There's not many out there barring serious professionals who need more than that in their laptop, even today.
Lastly, I'll admit to some fondness for the Touch Bar - perhaps one of the most divisive pieces of technology I've ever read about.
My previous MacBook Pro didn't have one and so this is the first time I've experienced its joys and, while not perfect, I think it got a bit of a bad press.
I especially loved it when I opened a new tab and the icons of my favourites appeared and I was able to touch the button instead of moving the mouse to open it up.
Am I unnecessarily attracted to colourful and shiny things instead of standard black function buttons? Probably. It's still not as bad as it's made out to be.
It's quick, looks good and delivers everything you'd expect from a Mac - yet it's still somewhat unsatisfactory.
The biggest issue for me is the M2 MacBook Air that's scheduled to be released very soon.
Not only is it cheaper than the MacBook Pro by $150 in Aotearoa, it also has an updated design (albeit with the notch holding the webcam that has bothered some) and an overall better specification.
It's lighter, thinner and available in more colours as well as having, essentially, an extra port with the two Thunderbolt/USB-C ports free because of the return of MagSafe charging.
That's not all - the webcam on the Air is 1080p versus just a pretty ordinary 720p on the new Pro model.
Do you want more? How about a four-speaker sound system instead of the stereo system. Or the slightly bigger screen which is a Liquid Retina Display as opposed to the Retina Display on the Pro?
Webcam (and possibly the Touch Bar aside, depending on your thoughts on that much-maligned technology) there really isn't anything inherently bad about the MacBook Pro.
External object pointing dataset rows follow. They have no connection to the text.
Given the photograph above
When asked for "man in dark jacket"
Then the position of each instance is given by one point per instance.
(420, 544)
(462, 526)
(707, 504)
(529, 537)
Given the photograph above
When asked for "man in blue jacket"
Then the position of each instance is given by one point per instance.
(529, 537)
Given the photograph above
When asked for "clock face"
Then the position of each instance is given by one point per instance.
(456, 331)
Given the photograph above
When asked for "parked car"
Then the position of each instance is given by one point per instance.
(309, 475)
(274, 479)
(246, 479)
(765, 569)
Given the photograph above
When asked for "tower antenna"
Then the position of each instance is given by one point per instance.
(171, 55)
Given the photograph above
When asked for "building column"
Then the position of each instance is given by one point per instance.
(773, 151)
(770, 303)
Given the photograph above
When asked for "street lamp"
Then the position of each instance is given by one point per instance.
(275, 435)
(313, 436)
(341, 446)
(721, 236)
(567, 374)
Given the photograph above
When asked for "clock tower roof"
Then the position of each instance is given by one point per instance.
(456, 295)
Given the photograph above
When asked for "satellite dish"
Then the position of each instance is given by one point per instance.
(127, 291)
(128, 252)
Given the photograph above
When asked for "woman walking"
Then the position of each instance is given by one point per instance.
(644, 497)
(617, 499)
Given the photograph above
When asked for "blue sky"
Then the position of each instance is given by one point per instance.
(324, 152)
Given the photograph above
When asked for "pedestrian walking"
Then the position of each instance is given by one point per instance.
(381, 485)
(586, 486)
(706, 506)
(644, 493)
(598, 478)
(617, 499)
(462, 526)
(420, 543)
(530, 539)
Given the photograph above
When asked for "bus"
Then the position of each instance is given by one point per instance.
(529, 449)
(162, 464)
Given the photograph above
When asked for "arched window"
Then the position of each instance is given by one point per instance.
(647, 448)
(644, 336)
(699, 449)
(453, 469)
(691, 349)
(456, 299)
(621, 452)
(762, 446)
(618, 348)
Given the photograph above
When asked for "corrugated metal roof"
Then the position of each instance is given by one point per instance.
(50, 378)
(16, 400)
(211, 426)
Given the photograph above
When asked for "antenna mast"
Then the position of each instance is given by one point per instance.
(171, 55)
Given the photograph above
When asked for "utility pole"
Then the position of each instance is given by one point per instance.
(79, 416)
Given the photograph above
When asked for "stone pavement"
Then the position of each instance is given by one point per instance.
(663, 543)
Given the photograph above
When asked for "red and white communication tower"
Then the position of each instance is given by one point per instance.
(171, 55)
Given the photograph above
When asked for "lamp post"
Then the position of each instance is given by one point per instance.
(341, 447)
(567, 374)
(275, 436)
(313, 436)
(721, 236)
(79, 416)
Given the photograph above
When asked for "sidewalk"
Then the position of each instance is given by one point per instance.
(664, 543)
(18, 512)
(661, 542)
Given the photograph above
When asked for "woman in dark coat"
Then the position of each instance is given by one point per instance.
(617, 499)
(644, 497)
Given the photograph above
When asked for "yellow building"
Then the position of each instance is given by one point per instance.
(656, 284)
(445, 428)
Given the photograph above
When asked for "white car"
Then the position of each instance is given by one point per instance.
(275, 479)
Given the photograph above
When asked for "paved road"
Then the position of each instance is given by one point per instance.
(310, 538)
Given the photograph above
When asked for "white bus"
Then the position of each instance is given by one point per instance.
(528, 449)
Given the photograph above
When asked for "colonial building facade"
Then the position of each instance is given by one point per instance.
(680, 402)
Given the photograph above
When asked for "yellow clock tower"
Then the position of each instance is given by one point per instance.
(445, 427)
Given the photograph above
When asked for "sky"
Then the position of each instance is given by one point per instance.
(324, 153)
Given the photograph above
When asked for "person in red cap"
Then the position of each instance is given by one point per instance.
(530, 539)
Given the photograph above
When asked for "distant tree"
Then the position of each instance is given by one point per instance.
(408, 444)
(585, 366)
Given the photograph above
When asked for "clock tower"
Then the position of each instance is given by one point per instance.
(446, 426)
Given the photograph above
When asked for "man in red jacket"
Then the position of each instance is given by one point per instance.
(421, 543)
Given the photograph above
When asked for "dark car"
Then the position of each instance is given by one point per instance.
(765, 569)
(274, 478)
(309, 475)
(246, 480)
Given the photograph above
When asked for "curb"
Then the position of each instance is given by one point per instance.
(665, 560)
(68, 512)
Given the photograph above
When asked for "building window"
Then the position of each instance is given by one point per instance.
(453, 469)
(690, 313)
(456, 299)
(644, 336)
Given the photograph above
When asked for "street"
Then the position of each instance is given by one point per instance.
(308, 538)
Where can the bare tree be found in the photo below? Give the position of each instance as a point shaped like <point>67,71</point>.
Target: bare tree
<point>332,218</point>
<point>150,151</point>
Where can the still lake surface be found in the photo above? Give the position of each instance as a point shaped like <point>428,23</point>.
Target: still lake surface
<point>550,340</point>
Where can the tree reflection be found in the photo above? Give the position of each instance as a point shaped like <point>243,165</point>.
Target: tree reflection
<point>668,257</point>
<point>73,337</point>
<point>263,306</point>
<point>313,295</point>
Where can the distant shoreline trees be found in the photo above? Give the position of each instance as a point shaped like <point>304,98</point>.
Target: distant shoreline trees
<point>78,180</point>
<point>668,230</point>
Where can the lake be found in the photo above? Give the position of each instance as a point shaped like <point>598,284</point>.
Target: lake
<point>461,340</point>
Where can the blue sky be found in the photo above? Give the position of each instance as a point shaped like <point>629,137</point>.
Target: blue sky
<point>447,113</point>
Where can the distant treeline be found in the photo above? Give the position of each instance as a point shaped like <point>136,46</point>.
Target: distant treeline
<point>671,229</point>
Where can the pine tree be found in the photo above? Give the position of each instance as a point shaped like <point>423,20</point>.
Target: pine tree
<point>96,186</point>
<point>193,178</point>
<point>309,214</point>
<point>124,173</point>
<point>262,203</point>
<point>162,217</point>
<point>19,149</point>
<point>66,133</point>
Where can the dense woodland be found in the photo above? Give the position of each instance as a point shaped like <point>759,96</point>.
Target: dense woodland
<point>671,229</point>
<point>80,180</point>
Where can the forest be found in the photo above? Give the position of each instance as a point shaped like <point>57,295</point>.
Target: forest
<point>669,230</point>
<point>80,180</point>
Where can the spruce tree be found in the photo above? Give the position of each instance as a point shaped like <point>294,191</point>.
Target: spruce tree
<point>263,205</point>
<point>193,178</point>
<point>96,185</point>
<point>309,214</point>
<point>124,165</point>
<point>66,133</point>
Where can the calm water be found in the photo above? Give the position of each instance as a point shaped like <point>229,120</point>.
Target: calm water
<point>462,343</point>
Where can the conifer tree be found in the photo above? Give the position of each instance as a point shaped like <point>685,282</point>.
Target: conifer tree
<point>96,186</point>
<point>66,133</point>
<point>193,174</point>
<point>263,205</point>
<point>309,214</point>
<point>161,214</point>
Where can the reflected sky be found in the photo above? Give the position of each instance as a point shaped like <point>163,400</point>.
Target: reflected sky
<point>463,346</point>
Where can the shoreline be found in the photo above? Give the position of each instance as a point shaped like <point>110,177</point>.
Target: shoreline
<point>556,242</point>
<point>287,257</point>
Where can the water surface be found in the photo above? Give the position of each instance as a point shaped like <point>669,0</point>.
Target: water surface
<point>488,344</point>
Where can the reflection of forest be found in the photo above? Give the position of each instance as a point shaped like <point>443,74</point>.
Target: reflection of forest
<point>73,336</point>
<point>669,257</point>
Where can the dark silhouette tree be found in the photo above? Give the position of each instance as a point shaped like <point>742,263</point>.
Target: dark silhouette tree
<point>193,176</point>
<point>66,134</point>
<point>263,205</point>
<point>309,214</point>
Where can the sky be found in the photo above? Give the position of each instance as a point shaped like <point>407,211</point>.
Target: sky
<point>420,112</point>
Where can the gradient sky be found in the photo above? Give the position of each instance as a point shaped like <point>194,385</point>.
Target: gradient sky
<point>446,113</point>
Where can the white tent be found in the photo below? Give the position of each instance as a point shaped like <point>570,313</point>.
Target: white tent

If you're happy with what is, essentially, a new chip in an older device, then go for it. I was just a little disappointed by the overall form compared to what's coming.
Oh, and the cost is high too - $2299 for the 256GB SSD version or $2649 for the one with the larger 512GB SSD.
This might be one of the strangest products I've ever had to review.
It's clearly a very quick and capable device - but it also feels like Apple is asking for a premium price for an out-of-date product, despite the M2 chip.
With new, bigger MacBook Pros expected out later this year and the much-updated MacBook Air due out soon, it's not exactly clear who this particular laptop is designed for.
Me? I came up with only two types:
- Early adopters who need/want that M2 power right now and don't want to wait and
- those who love the much-criticised Touch Bar and want to update their laptop.
I surprised myself by actually enjoying using the Touch Bar, despite every bad thing I've heard about it. I guess I've always been a bit weird.
Ultimately, this goes down as one of the first Apple MacBooks that I haven't instantly fallen in love with. I feel kind of sad having written that sentence.
If I wanted a 13-inch laptop, I'd be holding on for the new Air to launch soon. It just has more that appeals to me and I love its form. If I wanted bigger, I'd wait for the new MacBook Pros with the M2 chips expected later in 2022.
Your mileage may vary - just be careful you understand exactly what you're getting.
Newshub was supplied with a 13-inch Macbook Pro with an M2 chip for this review.